Dizi, ana karakter Asaf'ın arabadan inip büyük binaların ortasında sıkışıp kaldığı, ilk önce “düzen”in gerçek yüzüyle tanıştığı sahneyle başlıyor, ardından ana karakteri tanıtmaya devam ediyor. Onu deliliğin eşiğine getiren olayları öğrendiğimizde, ilk başta onunla aynı fikirde olmasak da Asaf'la bağ kurmamız uzun sürmez. Karşımızda hayatı paramparça olmak üzere olan, evliliği yıkılmak üzere olan, oğlu kalp hastası olduğu için çaresiz kalan, işini sevmeyen, üstelik işini pek de iyi yapamayan bir adam var. Asaf, hayat onu zorladığında içe kapanan, harekete geçmek gerektiğinde hareketsiz kalanlardan biridir. Ağabeyi çok başarılı olduğundan onun gölgesinde kalan ve annesi tarafından sürekli aşağılananlardan biridir… Vicdanı o kadar güçlüdür ki ahlaki bir bunalım içine düştüğünde elinden geleni yapacak kadar temizdir. ona “Bu kadar saf olamazsın” deyin ve bu yüzden uçurumun kenarına geldiğinde hepimizden daha güçlü ve daha cesur oluyor. Kaza sonrasında kaderi bir anda değişen ve klasik iyi bir karakter olarak yapılmaması gereken her şeyi yaparak kendini bataklığa sürükleyen Asaf'ın içinde bulunduğu durumla mücadelesi, iç çatışmaları, ahlaki ikilemleri ve yaşam içgüdüsünü körükleyen unsurlarla mücadelesi. sadece kahramanın yolculuğunu derinleştirmekle kalmıyor, aynı zamanda seriyi güçlü ve yavaş hale getirerek ilerici dönüşüm yoluyla onu inandırıcı kılıyor. Cihangir Ceyhan'ın performansı bu karakterin en ikna edici yanıdır çünkü Ceyhan'ın evrimini incelediğinizde, oyuncunun yüz hatlarında masumluk ile kötülük arasındaki ince çizgiyi gözlemleyebilirsiniz. Oldukça belirsiz ve öngörülemez bir karakter ve dönüşümü tam da bu yüzden kabul edilebilir.
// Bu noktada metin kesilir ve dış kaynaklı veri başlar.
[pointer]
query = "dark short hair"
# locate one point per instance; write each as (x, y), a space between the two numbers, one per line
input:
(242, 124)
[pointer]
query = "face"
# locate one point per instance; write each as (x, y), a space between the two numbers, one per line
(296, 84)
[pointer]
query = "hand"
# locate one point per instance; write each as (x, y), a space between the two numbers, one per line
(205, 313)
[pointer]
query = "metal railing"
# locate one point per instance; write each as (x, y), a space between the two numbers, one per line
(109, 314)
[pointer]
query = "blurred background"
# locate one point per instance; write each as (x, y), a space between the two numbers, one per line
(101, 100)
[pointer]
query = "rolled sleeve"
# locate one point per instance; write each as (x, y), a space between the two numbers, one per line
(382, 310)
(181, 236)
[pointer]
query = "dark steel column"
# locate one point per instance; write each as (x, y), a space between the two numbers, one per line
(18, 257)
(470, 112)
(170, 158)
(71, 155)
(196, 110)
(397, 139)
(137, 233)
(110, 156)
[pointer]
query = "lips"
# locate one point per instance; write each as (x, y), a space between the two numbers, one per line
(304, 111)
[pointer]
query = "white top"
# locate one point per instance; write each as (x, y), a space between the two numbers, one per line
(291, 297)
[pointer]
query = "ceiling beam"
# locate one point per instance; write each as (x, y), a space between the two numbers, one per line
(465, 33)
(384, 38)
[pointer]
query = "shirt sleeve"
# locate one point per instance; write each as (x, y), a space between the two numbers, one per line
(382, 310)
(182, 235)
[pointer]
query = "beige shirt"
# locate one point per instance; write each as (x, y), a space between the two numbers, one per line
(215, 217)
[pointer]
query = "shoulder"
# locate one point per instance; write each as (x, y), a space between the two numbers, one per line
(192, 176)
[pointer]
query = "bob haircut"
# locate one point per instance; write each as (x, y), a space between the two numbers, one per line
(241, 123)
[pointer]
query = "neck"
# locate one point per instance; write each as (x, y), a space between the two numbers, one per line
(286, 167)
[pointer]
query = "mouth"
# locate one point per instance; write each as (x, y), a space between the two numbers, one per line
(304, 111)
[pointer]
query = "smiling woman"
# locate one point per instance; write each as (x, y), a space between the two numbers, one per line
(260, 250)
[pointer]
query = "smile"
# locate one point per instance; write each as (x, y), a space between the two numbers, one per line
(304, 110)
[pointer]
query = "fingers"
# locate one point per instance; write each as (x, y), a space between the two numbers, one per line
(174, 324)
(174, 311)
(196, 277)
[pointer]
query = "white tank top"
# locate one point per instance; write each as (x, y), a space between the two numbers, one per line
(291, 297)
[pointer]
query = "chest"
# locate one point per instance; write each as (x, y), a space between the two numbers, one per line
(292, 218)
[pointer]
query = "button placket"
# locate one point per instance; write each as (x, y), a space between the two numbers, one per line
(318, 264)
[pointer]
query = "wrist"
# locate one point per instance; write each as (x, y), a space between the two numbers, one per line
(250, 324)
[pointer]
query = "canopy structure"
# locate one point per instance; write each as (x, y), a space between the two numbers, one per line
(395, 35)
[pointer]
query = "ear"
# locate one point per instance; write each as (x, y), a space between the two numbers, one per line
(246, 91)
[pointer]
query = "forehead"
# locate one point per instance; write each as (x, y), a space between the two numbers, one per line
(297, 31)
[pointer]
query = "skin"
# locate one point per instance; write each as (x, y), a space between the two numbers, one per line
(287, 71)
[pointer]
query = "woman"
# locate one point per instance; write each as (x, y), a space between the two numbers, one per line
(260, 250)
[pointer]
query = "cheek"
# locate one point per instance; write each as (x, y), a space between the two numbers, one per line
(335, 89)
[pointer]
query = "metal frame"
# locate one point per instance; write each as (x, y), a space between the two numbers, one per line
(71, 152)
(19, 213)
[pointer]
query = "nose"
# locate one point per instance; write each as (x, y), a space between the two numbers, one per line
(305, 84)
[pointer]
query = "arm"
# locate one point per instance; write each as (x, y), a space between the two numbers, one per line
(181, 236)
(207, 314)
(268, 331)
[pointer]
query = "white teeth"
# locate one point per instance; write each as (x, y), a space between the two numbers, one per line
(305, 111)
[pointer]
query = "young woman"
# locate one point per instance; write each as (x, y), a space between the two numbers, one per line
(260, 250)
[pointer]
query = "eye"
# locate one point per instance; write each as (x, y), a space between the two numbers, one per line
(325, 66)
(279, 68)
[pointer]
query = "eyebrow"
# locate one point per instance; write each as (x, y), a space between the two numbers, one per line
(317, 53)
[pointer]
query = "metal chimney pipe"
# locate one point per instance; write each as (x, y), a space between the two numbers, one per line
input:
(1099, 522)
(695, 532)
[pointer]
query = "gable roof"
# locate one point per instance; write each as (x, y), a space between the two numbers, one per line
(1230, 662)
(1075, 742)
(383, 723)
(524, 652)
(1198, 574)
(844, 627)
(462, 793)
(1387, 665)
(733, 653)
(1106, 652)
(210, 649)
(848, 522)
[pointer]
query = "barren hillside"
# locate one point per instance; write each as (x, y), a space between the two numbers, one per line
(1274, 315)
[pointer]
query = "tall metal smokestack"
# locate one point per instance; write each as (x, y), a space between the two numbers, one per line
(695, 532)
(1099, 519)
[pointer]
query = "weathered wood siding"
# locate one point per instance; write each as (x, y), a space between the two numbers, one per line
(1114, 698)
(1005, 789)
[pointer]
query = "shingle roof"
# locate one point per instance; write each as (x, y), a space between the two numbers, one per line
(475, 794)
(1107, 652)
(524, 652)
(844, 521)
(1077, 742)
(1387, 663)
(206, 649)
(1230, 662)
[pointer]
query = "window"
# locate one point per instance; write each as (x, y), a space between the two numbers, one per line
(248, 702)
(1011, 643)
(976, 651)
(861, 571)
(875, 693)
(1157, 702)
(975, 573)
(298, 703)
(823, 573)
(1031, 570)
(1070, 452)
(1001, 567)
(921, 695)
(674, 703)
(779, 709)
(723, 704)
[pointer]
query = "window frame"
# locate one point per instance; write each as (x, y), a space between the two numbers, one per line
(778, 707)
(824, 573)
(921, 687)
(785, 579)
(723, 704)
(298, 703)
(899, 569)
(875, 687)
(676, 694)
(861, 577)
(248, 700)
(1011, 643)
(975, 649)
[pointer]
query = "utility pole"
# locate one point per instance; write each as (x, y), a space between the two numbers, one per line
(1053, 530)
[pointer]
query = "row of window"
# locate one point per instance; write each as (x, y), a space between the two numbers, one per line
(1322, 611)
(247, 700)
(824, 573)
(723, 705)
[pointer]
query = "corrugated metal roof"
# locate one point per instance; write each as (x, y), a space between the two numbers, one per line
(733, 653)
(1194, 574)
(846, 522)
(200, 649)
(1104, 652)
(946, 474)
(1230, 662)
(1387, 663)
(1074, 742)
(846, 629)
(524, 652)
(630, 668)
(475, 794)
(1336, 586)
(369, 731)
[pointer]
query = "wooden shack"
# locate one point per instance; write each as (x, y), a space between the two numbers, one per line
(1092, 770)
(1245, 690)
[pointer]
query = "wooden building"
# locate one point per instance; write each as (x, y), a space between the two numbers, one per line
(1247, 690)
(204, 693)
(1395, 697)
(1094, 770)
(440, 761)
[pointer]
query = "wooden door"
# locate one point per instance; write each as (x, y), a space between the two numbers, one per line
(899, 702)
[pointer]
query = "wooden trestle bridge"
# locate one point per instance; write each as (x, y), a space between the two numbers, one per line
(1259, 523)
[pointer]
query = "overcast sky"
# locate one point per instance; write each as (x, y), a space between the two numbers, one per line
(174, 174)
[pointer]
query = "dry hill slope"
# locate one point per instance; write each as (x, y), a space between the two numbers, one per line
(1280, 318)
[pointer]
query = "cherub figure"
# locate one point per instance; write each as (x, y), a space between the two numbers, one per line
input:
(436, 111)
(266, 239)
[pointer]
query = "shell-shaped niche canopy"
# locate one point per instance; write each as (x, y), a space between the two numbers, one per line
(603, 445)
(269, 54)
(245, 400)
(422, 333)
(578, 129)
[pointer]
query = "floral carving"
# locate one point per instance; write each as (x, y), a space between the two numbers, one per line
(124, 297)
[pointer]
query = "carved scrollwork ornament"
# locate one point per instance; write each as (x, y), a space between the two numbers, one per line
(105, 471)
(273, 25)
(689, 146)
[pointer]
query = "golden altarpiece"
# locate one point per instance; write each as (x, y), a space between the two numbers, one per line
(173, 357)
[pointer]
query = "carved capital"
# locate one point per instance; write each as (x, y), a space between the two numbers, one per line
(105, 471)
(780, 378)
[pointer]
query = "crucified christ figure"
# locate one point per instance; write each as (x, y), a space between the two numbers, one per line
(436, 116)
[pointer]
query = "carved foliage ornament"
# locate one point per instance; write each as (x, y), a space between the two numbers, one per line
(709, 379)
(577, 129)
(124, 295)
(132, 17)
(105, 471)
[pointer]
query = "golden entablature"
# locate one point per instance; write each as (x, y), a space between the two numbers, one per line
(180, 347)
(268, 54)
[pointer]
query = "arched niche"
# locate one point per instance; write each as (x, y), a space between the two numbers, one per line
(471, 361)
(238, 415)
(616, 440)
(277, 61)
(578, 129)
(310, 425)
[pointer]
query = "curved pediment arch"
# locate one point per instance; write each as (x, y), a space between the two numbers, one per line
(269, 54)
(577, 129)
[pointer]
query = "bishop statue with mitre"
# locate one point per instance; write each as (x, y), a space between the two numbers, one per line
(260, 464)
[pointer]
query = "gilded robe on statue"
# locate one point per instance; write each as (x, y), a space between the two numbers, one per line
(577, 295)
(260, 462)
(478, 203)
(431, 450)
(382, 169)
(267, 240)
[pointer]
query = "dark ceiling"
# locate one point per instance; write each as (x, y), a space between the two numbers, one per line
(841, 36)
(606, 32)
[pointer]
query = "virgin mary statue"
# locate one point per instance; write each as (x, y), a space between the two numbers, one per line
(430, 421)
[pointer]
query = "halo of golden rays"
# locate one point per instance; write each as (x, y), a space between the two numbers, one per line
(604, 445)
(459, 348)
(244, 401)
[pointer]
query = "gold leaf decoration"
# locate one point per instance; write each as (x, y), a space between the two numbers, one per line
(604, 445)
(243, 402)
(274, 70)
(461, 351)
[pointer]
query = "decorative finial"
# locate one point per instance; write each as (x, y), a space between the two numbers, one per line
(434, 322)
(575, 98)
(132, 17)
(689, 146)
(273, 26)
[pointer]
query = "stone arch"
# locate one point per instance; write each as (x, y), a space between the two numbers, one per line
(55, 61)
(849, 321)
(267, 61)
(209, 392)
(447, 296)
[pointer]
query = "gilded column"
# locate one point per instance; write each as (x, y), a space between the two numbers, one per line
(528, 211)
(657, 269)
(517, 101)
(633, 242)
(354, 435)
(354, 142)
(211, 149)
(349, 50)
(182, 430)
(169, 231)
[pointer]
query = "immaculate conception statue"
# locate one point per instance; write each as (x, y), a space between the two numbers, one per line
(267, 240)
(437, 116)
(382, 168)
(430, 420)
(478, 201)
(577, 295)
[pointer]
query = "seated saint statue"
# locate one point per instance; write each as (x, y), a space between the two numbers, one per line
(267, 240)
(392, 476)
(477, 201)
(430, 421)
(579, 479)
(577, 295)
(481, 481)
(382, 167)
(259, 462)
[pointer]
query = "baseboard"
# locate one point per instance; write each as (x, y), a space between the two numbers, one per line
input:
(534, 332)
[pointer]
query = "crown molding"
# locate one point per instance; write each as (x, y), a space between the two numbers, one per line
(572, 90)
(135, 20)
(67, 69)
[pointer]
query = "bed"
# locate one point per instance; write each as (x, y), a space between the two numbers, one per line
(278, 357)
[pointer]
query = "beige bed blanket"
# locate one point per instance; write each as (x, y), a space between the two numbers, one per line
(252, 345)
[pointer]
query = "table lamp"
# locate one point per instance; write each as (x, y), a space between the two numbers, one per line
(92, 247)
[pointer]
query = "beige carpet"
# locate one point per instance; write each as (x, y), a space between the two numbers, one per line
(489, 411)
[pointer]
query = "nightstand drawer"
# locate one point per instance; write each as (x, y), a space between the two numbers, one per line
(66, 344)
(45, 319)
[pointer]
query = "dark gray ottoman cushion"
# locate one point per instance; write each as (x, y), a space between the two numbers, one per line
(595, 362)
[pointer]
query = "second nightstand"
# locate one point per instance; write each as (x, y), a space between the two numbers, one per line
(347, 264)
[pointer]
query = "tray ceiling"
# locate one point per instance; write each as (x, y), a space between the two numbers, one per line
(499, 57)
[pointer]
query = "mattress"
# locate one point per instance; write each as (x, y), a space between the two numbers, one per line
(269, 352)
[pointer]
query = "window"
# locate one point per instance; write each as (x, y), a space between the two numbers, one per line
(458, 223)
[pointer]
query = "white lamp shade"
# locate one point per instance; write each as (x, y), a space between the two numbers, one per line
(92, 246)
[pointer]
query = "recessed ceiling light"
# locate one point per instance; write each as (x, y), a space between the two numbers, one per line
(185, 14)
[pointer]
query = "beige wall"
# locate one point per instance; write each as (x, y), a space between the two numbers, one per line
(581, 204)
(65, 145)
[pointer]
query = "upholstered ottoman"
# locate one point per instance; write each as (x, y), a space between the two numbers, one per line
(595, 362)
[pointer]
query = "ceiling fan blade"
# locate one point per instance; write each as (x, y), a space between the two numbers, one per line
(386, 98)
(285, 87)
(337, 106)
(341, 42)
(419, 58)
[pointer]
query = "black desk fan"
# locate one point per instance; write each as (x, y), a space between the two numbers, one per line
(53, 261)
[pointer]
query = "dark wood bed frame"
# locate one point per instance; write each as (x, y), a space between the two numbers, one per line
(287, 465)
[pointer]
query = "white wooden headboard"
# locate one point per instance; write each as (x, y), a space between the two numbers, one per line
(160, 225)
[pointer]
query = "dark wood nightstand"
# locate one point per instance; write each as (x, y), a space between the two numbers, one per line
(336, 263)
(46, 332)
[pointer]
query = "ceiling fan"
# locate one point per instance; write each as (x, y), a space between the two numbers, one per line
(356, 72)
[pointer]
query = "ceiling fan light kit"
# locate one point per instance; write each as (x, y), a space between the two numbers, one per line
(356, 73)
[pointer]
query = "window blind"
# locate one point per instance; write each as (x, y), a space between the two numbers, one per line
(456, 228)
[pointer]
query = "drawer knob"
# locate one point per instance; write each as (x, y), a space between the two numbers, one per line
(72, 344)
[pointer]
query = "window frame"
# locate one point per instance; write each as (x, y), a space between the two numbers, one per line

Asaf'la tezat oluşturan ve hikayenin gerilimini artıran Komiser Ahmet Rıfat Şungar karakteri, şarap yerken ve içerken sürekli gözlemlediğimiz Rıza Kocaoğlu'nun canlandırdığı şirketin karton kötü adamı Payen Kuyern'den çok daha güçlü bence. serinin en güçlü kozu. Bilinen bir kötü adamdan uzak, motivasyonu kabul edilebilir ve olay örgüsünün dinamiğini güçlendiren Cüneyt, Asaf karakteriyle oldukça dengeli bir bütünlük sağlayarak dizinin merak unsurunu büyük ölçüde tetikliyor.
MELODRAMA İSTEĞİ
Asaf'ın özellikle finalde ortaya çıkan melodram arzusunun boyutu, Burçin Terzioğlu'nun Sema karakterinde de yankılanıyor. Sema'nın yaşadığı geçiş ve dönüşüm Asaf'a göre çok hafif ama Terzioğlu'nun performansıyla aradaki farkı kapattığını söylemeliyim. Şu bir gerçek ki Asaf, uçsuz bucaksız polisiye gerilim öyküleri okyanusunda ana fikrinin parlaklığını, karakter olarak arka plana koyduğu şehrin kültürel öğeleriyle süsleyebilseydi, ilgi çekici ve karakter yapılarıyla bizi kendine hayran bırakabilirdi. . Bu haliyle fena değil ama yenilikçi olmayan yaklaşımı akılda kalıcı olmasını engelliyor.